Bahkan berdasarkan aduan yang ia terima, dalam sehari, warga bisa merasakan gempa kecil sebanyak 19 kali. Ia pun meyakinkan masyarakat untuk tetap tinggal di kampungnya masing-masing.

Sebab, saat ini Pemerintah Kabupaten Bogor masih melakukan kajian apakah relokasi perlu dilakukan untuk menjaga keamanan dan ketentraman warga yang ada di kaki Gunung Salak ini.

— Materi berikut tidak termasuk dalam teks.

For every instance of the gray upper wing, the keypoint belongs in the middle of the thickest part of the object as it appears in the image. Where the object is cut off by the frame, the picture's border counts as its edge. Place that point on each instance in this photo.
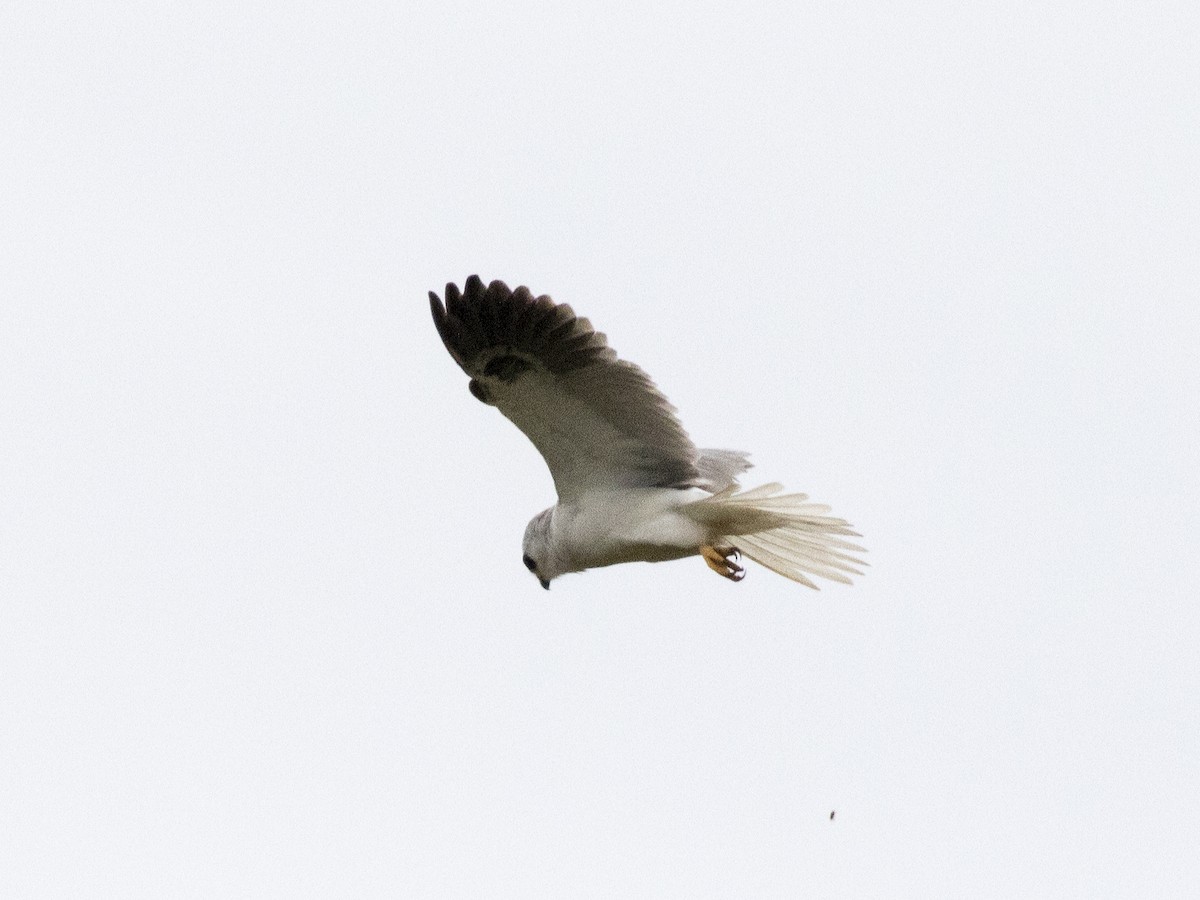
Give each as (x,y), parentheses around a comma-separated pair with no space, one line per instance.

“Jadi memang di wilayah ini kan sering terjadi ya, apalagi wilayah yang berbatasan dengan Sukabumi. Jadi kami akan meminta ini dikaji oleh pemerintah pusat, karena disini ada kegiatan yang punya dampak seperti gempa bumi ini,” katanya kepada Metropolitan saat ditemui di Desa Purwabakti, Kecamatan Pamijahan, Rabu (11/3).

Selain mengajukan pengkajian ke Pemerintah Pusat, dibawah komando wanita yang akrab disapa AY ini, Pemerintah Kabupaten Bogor, melalui Bappedanya berencana akan menjalin komunikasi dengan Badan Informasi Geospasial untuk mencari tahu faktor X yang menyebabkan gempa terjadi di Kecamatan Pamijahan.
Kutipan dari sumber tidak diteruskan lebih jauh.